The Hidden Mess Inside 'Clean' Government Data

Government data is supposed to be the good stuff. These are official statistics from federal agencies with dedicated data teams, peer review processes, and public accountability. The numbers themselves are generally solid. So when you sit down to build a pipeline that ingests this data programmatically, you expect the hard part to be the analysis, not the parsing.

That expectation lasts about fifteen minutes.

The truth is that every government agency invented its own encoding conventions, its own missing value representations, its own way of packing metadata into column names. None of them coordinated with each other. The data is accurate, but the formatting is a minefield. And unlike a bug that throws an error, most of these issues fail silently. Your parser runs fine. Your numbers just come out wrong.

We’ve built ingestion connectors for dozens of government sources at this point. What follows isn’t hypothetical. These are the actual problems we hit, the actual configs we wrote to handle them, and the actual code you’d need if you’re doing this yourself.

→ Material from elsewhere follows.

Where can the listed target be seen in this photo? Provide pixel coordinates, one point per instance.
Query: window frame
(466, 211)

FRED Uses a Literal Dot for Missing Data

The Federal Reserve Economic Data system is one of the most popular sources for economic time series in the US. Unemployment rate, GDP, fed funds rate, CPI. Hundreds of thousands of series, all available through a clean JSON API. Sounds great.

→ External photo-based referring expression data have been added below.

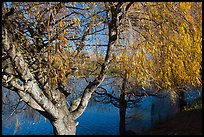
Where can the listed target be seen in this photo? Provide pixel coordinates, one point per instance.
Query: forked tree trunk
(123, 106)
(64, 126)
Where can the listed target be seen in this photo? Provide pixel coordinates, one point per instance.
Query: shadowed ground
(184, 123)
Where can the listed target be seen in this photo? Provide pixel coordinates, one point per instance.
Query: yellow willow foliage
(171, 54)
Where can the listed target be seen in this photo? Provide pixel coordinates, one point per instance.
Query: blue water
(101, 119)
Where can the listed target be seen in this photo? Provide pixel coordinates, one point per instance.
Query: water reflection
(101, 119)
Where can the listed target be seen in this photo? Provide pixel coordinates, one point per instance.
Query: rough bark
(37, 93)
(123, 106)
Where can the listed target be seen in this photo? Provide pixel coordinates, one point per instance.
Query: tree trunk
(123, 106)
(182, 102)
(63, 126)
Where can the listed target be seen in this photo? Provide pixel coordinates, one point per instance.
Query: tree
(35, 40)
(170, 37)
(161, 44)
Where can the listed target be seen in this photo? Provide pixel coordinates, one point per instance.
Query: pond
(101, 119)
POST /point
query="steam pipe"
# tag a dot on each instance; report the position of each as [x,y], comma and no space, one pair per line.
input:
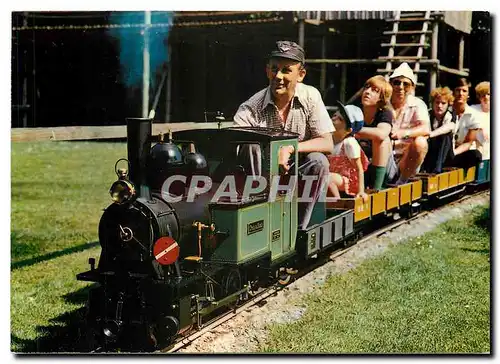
[138,149]
[152,113]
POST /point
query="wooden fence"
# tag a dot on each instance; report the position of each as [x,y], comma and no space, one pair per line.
[99,132]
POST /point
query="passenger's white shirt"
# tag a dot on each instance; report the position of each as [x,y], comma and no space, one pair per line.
[474,119]
[484,134]
[351,148]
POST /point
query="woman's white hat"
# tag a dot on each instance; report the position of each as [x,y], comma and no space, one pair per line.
[404,70]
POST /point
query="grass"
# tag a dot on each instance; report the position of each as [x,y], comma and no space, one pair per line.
[58,193]
[431,295]
[386,305]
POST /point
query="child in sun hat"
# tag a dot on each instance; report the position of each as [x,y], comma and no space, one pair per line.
[348,161]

Then you look at what FRED returns when a data point is missing. Not null. Not an empty string. Not NaN. Not -999. A period. A literal "." character sitting in a field that’s supposed to be a number.

Here’s what the raw JSON response looks like for a time series with gaps:

{
  "observations": [
    { "date": "2024-01-01", "value": "3.7" },
    { "date": "2024-02-01", "value": "." },
    { "date": "2024-03-01", "value": "3.8" }
  ]
}

That middle record will quietly poison your dataset. If you cast the value column to float without filtering first, you get one of two outcomes: a thrown exception that kills your whole pipeline, or (worse) a silent NaN that propagates through every downstream calculation.

Here’s the actual YAML config from our FRED unemployment rate dataset:

ingest:
  json_path: "$.observations[*]"
  transform:
    - select:
        - date
        - value
    - filter:
        column: value
        operator: ne
        value: "."
    - cast:
        value: float
    - rename:
        value: unemployment_rate

The filter step removes every observation where value equals "." before the cast ever happens. This isn’t a one-off fix for the unemployment dataset. Every single FRED series uses the same convention. We apply this pattern across all 17 FRED datasets we currently ingest.

The frustrating part: FRED’s API documentation does mention this behavior, buried in a footnote. But if you’re writing a generic JSON parser and you’ve never encountered FRED data before, nothing about a period character screams “missing value.”

BLS Period Codes Are Their Own Language

The Bureau of Labor Statistics publishes some of the most important economic data in the country: inflation (CPI), employment, wages, productivity. The data itself is excellent. The encoding system is… creative.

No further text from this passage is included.